Author Susanna Clements studies how Christianity figures
into vampire fiction in The
Vampire Defanged: How the Embodiment of Evil Became a Romantic Hero. In chronological order, she
explores Bram Stoker’s Dracula, Anne Rice’s The Vampire Chronicles, Buffy
the Vampire Slayer, Charlaine Harris’ Southern Vampire
Mysteries (aka True Blood) and Stephenie Meyer’s The Twilight Saga.
Defanged might be a simple
compare-and-contrast if not for a clear progression toward the secular in the
genre as Clements examines each work. Dracula is sin personified, recoiling at
anything holy and drinking blood in a perversion of the Last Supper. With each
successive interpretation, vampires have more free will—the foundation of a
soul—and Christian theology matters less in the vampire universe.

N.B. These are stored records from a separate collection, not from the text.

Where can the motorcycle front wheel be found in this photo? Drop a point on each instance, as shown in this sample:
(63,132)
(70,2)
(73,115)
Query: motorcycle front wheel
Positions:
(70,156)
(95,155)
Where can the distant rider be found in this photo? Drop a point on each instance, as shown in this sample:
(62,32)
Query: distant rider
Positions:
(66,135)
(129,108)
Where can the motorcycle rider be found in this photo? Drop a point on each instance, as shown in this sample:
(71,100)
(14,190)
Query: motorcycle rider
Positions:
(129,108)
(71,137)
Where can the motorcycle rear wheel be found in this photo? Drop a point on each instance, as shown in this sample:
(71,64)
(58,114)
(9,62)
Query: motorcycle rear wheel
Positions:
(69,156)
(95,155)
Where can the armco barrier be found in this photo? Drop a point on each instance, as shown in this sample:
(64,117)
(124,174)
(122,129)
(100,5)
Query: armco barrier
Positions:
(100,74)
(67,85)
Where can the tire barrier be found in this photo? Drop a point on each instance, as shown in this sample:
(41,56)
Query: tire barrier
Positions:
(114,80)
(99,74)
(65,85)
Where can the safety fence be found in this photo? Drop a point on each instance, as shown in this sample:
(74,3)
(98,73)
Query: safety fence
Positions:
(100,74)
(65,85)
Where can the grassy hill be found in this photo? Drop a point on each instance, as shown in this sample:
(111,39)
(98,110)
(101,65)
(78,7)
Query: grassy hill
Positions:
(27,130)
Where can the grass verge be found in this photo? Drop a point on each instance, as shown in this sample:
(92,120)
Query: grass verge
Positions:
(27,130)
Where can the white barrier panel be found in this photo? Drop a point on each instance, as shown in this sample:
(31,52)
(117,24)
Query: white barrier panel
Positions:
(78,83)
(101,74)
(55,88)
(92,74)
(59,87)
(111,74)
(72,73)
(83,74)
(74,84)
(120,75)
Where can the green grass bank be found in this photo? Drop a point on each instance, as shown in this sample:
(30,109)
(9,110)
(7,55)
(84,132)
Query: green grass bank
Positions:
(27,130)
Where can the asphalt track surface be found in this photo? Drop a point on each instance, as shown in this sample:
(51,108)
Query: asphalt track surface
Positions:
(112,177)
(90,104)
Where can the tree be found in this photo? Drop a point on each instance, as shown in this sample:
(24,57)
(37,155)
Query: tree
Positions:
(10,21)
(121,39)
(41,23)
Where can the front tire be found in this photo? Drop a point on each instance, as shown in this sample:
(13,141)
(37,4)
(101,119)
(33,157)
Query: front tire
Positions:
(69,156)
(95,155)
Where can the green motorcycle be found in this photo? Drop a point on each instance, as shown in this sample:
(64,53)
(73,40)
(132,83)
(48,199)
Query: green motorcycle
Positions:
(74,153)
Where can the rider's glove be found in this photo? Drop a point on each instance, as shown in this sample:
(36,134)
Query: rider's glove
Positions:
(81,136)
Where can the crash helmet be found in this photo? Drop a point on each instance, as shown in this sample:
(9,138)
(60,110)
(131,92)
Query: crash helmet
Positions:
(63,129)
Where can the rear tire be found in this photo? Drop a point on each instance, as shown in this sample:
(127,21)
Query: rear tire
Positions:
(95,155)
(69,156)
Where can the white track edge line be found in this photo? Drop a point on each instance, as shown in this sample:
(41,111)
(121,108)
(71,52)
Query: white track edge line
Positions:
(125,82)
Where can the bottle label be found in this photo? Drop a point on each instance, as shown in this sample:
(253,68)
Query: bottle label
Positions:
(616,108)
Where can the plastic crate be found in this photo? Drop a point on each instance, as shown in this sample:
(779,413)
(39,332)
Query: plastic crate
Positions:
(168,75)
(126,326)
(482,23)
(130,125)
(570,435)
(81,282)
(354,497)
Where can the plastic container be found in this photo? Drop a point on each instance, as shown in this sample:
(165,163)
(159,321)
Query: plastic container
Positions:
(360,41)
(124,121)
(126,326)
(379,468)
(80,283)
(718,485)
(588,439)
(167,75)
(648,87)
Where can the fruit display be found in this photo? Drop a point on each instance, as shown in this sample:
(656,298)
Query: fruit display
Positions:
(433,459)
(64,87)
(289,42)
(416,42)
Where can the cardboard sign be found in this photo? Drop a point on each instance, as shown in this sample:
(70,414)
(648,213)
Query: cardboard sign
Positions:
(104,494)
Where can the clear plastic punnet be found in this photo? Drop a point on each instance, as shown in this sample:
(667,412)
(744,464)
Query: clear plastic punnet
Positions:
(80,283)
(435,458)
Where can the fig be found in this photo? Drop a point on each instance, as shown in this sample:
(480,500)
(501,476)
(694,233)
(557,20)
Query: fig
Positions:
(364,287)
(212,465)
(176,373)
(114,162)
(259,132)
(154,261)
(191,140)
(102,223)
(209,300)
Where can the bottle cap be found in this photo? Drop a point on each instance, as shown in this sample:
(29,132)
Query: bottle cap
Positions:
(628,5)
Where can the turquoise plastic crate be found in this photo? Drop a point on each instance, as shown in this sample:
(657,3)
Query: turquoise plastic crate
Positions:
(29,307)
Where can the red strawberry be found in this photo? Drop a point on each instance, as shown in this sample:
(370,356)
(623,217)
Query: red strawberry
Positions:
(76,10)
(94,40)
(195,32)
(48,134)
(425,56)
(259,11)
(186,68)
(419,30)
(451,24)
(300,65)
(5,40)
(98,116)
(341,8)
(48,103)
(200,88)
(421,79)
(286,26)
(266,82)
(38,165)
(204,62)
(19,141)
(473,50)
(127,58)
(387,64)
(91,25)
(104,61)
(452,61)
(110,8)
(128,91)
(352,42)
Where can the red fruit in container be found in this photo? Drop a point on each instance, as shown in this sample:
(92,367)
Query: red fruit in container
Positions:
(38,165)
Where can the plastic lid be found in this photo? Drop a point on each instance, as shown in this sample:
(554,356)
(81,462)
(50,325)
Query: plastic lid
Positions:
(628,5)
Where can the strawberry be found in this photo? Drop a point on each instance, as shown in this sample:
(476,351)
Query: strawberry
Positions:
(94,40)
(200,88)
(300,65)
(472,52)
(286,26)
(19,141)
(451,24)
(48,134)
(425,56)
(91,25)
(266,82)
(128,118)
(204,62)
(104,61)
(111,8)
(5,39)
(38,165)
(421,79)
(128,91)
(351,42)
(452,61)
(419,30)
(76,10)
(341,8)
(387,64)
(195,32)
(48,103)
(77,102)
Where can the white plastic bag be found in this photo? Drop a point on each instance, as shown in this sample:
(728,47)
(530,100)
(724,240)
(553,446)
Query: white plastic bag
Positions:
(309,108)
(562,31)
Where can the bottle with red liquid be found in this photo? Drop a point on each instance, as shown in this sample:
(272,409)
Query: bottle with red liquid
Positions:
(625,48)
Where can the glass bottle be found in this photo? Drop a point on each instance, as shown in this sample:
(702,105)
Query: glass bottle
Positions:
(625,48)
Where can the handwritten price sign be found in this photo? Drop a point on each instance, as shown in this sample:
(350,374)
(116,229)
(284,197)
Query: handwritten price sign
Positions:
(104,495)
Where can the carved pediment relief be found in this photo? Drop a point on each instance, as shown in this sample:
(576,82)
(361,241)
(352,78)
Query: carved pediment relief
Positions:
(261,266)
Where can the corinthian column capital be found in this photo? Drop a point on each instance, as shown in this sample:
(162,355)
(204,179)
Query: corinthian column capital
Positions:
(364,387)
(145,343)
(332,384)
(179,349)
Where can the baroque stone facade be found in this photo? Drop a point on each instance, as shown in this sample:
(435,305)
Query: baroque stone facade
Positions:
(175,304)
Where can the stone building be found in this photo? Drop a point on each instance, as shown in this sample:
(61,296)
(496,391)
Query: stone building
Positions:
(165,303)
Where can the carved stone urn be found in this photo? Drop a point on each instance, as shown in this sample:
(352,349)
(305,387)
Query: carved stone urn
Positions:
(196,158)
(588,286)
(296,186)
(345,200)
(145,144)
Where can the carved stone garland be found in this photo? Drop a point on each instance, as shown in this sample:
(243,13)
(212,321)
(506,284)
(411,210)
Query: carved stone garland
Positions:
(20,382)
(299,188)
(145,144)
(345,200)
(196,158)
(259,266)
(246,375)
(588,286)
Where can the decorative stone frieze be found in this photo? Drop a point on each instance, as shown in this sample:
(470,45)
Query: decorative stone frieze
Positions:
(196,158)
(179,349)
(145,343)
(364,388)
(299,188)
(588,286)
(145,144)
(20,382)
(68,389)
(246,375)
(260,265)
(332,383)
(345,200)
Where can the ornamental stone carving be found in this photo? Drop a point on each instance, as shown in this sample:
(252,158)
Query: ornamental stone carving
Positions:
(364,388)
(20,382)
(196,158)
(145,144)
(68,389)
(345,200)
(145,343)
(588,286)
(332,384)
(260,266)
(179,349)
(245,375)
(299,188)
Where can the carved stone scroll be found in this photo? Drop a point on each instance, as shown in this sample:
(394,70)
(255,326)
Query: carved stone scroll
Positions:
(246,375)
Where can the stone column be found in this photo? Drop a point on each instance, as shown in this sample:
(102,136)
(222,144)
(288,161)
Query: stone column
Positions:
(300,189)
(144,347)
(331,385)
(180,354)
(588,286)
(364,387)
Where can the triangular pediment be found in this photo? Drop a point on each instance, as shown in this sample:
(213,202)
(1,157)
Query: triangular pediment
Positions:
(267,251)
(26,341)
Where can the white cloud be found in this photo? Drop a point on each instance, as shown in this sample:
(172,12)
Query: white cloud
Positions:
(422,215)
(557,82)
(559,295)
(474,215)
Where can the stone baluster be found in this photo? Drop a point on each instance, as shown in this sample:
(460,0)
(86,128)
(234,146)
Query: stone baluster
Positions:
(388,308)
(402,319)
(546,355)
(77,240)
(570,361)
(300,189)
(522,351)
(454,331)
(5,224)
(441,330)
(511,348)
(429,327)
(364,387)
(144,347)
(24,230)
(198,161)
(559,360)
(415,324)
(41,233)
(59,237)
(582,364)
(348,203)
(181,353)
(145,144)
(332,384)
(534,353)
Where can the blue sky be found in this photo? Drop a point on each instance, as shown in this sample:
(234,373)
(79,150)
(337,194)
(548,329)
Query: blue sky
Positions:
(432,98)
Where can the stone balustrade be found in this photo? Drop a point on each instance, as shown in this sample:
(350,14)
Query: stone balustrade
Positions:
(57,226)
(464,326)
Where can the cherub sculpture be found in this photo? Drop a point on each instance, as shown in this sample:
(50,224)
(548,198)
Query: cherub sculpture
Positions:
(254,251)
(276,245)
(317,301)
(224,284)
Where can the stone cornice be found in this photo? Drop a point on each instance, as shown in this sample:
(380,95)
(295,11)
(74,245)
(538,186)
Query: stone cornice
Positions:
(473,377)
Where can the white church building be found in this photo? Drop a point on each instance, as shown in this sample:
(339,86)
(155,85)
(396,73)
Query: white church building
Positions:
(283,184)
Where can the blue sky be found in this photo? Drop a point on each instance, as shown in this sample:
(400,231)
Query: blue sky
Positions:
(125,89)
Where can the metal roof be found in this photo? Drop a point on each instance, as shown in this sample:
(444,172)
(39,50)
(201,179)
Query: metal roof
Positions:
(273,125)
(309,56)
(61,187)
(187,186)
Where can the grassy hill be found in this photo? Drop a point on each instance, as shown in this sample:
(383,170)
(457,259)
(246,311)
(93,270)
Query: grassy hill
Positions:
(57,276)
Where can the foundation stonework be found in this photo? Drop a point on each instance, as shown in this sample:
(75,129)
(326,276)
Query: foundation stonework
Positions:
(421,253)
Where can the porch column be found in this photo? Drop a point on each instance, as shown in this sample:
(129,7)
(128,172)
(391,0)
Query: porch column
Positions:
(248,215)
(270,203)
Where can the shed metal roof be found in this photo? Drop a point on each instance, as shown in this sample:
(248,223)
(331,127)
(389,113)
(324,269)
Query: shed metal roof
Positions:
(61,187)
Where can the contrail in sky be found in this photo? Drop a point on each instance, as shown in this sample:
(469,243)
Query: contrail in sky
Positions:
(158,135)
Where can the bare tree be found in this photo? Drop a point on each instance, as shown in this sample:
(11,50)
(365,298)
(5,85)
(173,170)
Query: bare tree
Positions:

Buffy holds paganism and Christianity equally valid, and
Harris openly ridicules fundamentalist Christians. With Twilight, faith is
almost nonexistent. Vampires can seemingly have it all: romance, family,
physical perfection and cannibalism-free immortality. Appropriately, Meyer’s
vampires have no fangs.
For Christian fans of vampire fiction, Defanged makes
a useful reference point. Understanding the ideas behind the mythology helps
the reader to separate theology from simple entertainment.